Il muso in curva tende alla leggera deriva, dal motore che scrive le leggi della sua dinamica in ogni momento; sensazione che è parte del carattere di questa vettura e della sua storia. I 265 cavalli del flat-six convincono soprattutto nella configurazione Sport Plus, connessi direttamente al comando dell’acceleratore quando la lancetta del contagiri sorpassa quota 4.500 per proiettarsi fino alla zona rossa, oltre i 7.500. Scelgo di cambiare le marce con la cloche centrale e rinuncio ai comandi simmetrici sulle razze del volante: sono poco intuitivi e si rischia di fare confusione, facendo schizzare la lancetta del contagiri oltre il consentito.

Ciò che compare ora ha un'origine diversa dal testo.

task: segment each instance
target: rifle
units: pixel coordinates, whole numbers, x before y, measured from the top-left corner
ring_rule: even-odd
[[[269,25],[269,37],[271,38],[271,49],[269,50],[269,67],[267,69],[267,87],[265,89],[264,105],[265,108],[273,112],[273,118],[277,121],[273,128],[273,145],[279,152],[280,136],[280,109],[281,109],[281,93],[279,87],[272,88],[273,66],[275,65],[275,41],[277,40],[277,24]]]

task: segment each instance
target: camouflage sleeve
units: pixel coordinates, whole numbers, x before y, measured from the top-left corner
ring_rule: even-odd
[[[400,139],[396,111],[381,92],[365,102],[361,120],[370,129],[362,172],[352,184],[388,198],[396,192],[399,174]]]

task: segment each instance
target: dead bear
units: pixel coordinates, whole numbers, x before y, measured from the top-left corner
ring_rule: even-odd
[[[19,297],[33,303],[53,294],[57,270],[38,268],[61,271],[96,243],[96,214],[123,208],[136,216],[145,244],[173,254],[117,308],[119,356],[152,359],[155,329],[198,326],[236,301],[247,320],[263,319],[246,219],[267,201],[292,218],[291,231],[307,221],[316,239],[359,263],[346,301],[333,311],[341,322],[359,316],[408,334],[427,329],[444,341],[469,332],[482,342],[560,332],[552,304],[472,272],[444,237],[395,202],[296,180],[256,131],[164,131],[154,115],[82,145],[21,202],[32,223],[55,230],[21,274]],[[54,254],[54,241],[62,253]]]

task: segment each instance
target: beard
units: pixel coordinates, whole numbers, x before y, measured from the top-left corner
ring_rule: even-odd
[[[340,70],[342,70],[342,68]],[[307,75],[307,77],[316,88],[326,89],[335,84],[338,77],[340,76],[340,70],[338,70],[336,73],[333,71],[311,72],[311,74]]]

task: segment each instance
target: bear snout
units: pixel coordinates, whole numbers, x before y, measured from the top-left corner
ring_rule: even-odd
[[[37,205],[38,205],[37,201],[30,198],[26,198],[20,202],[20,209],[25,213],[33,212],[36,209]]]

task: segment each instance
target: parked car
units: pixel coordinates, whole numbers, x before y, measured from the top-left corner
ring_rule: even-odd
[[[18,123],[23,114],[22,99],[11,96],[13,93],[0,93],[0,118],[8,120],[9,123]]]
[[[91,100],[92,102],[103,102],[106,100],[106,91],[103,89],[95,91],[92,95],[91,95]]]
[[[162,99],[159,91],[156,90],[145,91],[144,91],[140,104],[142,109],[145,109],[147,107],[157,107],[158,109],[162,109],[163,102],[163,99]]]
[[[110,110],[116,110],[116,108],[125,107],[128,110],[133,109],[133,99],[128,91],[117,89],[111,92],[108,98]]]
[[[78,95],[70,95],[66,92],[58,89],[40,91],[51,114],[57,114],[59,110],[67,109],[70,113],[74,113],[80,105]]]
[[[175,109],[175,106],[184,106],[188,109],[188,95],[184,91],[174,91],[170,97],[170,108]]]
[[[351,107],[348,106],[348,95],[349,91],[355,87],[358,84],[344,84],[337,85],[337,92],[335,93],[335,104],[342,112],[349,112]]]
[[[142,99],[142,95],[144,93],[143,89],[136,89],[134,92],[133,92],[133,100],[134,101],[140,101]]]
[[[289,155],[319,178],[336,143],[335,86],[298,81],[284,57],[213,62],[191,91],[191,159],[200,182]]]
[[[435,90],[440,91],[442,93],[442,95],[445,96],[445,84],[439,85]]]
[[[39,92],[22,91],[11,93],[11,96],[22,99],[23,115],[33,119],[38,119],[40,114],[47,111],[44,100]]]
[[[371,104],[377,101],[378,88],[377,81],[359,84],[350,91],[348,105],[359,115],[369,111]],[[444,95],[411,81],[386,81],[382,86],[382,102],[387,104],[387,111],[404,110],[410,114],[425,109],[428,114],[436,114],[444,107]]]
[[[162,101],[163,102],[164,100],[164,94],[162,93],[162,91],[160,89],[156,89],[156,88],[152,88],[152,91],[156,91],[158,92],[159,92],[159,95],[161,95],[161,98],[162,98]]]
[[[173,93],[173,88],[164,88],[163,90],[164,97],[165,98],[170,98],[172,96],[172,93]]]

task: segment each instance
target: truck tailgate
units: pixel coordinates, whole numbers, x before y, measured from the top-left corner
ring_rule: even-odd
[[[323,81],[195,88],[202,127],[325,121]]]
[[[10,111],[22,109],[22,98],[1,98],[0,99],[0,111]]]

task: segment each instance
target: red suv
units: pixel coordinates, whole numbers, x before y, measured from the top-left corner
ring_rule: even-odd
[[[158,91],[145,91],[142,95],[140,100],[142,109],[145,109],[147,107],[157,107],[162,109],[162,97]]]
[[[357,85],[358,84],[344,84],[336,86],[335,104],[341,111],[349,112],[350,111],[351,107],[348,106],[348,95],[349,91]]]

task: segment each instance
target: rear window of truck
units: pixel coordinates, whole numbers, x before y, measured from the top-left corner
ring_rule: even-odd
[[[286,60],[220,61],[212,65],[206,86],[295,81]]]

Gli innesti del cambio a sette rapporti e della doppia frizione PDK – Porsche Doppelkupplung –  di cui non si discute la velocità, sanno essere morbidi come un cuscino di piume o schioccanti e vibranti come il tronco di un albero squarciato da un fulmine, nella configurazione Sport Plus in cui ogni scalata corrisponde a una doppietta che dà i brividi. Per ultimi i freni a disco autoventilanti dal diametro motociclistico,  i posteriori grandi quasi quanto gli anteriori, scelta inusuale per una GT ma non per una Porsche:  permettono quegli spazi d’arresto che schiacciano il cuore contro lo sterno. Un sogno incredibilmente a portata di mano: 52.757,25 euro.